Auburn University junior Herron Taylor found herself in an unbelievable position early Sunday morning.
The biomedical sciences major had participated in the university’s famed celebration following a Saturday night football victory: rolling the oaks in Toomer’s Corner. The Auburn Tigers and their fans were celebrating a last-second 18-13 victory over LSU when suspect Jochen Wiest, 29, of Auburn, allegedly lit the tree on fire.
Taylor told the Plainsman, Auburn University's newspaper, that a friend was taking a picture of her and her boyfriend, Brendan McGowan, when McGowan saw Wiest with a lighter in his hand.
"My boyfriend said, 'He just lit the tree on fire,'" Taylor told the student newspaper. "So I turned around and sure enough, the dude's standing there with a lighter still in his hand."
Taylor said her first instinct was to put out the fire, which had been ignited using a strand of the tissue the tree had been rolled with and which had engulfed the tree within seconds. She quickly realized there was nothing she could do to stop the blaze.
She turned her attention to Wiest.
"He was trying to get away and I was, like, 'No, no, not today,'" Taylor told the Plainsman. "We just got our trees back."
The oak trees in Toomer’s Corner are relatively new. Their predecessors were poisoned in late 2010.

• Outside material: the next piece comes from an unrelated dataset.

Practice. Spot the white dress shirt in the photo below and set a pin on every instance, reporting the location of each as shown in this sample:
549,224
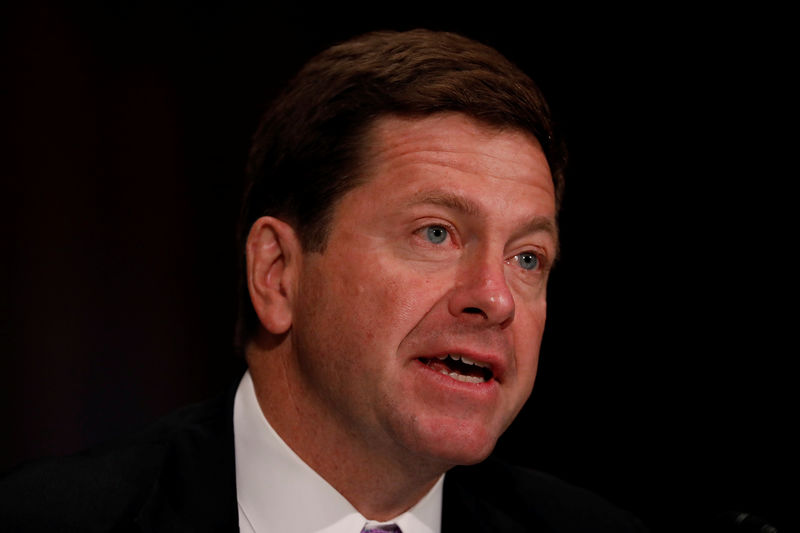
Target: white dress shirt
278,492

Taylor told Fox 10 out of Mobile, Alabama, that she and her boyfriend realized they had to stop Wiest, who at that point was fleeing down the street.
"I was screaming, running after him saying, 'This is the guy that lit the fire,'" Taylor told the news station. "At that point, the tree had already been engulfed in flames, so a bunch of guys around me tackled him to the ground and started beating him up."
Taylor said rumors that the suspect was an LSU fan were false. An Auburn resident, he was wearing an Auburn hat at the scene, she said.
It was only later, when she was giving a statement to police, that Taylor learned she had been caught, chasing the suspect, on the city’s Toomer’s Corner surveillance camera. He had also been caught lighting the tree on fire.
The video has since gone viral on social media, with Taylor being called a hero for her actions.
Wiest, initially charged with public intoxication, had also been charged with desecration of a venerable object for setting fire to the oak tree. The Plainsman reported Monday afternoon that Auburn police investigators had added a felony charge of first-degree criminal mischief to Wiest's list of charges. He remained in the Lee County Jail, his bail set at $4,500.
Gary Keever, a horticulture professor at Auburn, told the Plainsman that he doesn’t think the burned tree is dead, but that its future remains uncertain. The upper and lower canopies, as well as the base of the trunk, suffered damage in the fire.
"Based on the leaf curl and off color of the foliage in parts of the canopy, these leaves will drop over the next several days," Keever told the newspaper.
If the tree survives, it could still suffer aesthetic death, in which its condition detracts from its surroundings. In that case, it may need to be replaced, he said.
It could be spring before the full impact of the fire is determined.